The University of Vermont Institutional Review Board (IRB) supports two committees through which cancer-related research is reviewed: 1) the Committee on Human Research in the Medical Sciences (CHRMS) and 2) the Committee on Human Research in
the Behavioral Sciences (CHRBS). The former is the committee through which all treatment and prevention trials are reviewed, and the latter through which most cancer control/ behavioral research is reviewed. The relationship between PRMC and IRB is collegial
and is facilitated by written exchange. The PRMC and IRB are considered to perform complementary rather than sequential or identical functions. Although IRB submission and review is not a precondition, a cancer-related study cannot be activated within
the Institution unless it is approved by both committees. When the IRB reviews a cancer-related protocol, an "Approval" must be received from the University of Vermont Cancer Center's PRMC prior to accrual of any subjects or commencement of any part of
the protocol. Failure to accept the conditions of joint approval can result in immediate suspension of the protocol by either committee.

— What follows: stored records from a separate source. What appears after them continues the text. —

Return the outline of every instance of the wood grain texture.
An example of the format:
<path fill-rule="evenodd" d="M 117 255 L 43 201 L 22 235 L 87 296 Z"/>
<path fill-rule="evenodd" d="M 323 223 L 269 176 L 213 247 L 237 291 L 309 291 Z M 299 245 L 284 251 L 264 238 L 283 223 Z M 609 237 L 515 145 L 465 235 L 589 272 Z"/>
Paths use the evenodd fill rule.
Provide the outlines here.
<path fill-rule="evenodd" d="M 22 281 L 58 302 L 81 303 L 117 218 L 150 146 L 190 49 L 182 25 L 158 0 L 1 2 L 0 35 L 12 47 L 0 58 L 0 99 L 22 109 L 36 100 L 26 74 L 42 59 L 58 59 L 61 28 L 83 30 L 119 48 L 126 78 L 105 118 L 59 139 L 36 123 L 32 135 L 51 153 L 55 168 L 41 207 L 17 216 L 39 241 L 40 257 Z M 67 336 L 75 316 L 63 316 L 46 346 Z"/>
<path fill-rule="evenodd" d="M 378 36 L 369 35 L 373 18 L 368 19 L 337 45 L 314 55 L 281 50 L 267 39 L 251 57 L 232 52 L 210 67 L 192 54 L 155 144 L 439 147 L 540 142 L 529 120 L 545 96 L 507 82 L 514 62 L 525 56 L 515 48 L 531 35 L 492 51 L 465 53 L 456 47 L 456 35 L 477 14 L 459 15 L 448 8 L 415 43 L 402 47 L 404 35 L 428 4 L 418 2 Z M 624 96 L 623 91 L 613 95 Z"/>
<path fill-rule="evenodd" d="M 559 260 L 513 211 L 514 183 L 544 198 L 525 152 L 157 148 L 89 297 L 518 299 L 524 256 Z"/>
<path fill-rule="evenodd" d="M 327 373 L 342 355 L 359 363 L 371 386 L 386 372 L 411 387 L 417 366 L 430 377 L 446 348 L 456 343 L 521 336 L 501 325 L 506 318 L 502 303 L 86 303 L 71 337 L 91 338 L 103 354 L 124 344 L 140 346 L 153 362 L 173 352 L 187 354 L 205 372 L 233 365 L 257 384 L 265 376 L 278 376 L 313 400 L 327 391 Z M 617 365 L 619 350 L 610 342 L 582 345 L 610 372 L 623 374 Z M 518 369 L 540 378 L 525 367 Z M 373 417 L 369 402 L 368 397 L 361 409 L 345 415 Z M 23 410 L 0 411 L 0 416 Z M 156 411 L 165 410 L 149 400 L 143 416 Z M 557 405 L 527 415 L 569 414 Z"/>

Relationship/Interface of PRMC and IRB Review and Oversight
As previously stated, the relationship and interface between the Cancer Center's Protocol Review and Monitoring Committee and the IRB is complimentary but not overlapping. In its review, the PRMC considers factors that the IRB does not consider, such
as relevance to the Center's programmatic goals as well as availability and demand on Cancer Center resources. In general, the IRB focuses on the informed consent and the risk/benefits to human subjects rather than scientific merit or programmatic
or institutional priority.
Regarding oversight, the PRMC, through the Cancer Center's Office of Clinical Research and Clinical Research Management Core, is charged with monitoring studies on an ongoing basis. Investigators are required to
submit quarterly reports to the UVMCC CTO office. This allows periodic monitoring for low or excessive accrual based upon stated accrual objectives. The ongoing monitoring done by the IRB includes the submission of an annual report to include any significant
changes in the protocol/consent, patient safety and accrual.